なぜ北一郎は、外狩雅巳作品と対峙するのか(1)

 外狩雅巳氏に私が文芸同志会に入会したらいいですよ、と誘った時、彼はすでに短編集「十坪のるつぼ」と「この路地抜けられます」の単行本を刊行している作家であった。
 北は、彼の作家的な手腕を理解して、文学者として社会的なメッセージを発信してもらえると思っていたのだ。ところが当初は、どうもお互いに話がチグハグでかみ合わない。それは、北が顔の見えない市民たちに、メッセージジを発信することで、外狩雅巳の作家的存在感の確立を読みこんでいたのに対し、外狩氏は、顔の見える文芸同人誌の世界での存在位置の確立を目指しているからだったとわかったのである。その経緯は≪外狩雅巳のひろば≫に詳しい。
 北は、外狩氏の提供する情報で、その事情がなんとなくわかってきた。その後の情報交換で外狩氏は、合評会などで作品への反響がなく「短い作品評のみでもなかなか意見をおもらえないのが同人誌作家の現状」という。
 そこで北は、まず外狩作品を顔の見えない一般市民に近い読者層への拡大で文学フリマに参加すること、その作品評論を北一郎が執筆してその社会的な意味を浮き彫りにする、ということで、意見が一致した。

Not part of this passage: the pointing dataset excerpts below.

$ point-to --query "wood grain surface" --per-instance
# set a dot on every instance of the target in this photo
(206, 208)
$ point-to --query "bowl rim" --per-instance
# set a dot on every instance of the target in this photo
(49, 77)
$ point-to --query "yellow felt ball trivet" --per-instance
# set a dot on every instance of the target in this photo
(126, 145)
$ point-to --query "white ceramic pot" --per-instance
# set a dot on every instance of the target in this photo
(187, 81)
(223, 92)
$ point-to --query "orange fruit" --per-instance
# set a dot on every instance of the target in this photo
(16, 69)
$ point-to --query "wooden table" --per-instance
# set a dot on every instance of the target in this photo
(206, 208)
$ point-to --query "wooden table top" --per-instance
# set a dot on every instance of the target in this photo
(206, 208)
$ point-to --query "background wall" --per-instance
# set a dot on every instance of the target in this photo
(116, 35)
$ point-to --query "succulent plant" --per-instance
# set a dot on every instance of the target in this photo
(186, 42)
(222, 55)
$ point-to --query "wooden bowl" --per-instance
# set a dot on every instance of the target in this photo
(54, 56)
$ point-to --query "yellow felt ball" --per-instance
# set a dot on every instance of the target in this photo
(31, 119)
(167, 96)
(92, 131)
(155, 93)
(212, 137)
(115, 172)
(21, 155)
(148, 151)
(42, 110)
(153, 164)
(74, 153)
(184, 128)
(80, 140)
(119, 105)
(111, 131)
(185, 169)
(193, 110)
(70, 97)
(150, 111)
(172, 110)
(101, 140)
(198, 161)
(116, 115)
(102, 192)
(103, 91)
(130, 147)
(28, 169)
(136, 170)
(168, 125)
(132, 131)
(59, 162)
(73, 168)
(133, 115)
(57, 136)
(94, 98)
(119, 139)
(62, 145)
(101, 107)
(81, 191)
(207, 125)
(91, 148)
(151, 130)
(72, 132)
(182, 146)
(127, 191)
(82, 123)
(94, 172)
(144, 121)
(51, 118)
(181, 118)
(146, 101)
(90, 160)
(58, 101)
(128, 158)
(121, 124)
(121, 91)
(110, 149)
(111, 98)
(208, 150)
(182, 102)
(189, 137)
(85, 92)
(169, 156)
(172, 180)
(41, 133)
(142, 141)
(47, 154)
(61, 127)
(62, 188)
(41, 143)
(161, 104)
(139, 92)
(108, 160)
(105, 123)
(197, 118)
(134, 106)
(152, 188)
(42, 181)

  ただし、北一郎は職業ライターであるから、内容にそれなりに独自のノウハウを展開するので文芸同志会に謝礼寄金をしてもらうことで、話がついた。当然、この活動によって、外狩雅巳の作品の読者が増えることが目的である。
  そうするからには批評は批評としての客観性と独立性をもたなければならない。作者が北の批評に不満があれば、その反論をしてもらい、北はそれに回答をしてゆくことにしたのである。そのことによって、顔の見える同人誌作家仲間と、顔の見えない一般人市民読者との反応がどう違うかが解れば、それは北と外狩の両者にとって、意義ある収穫であると考えるのだ。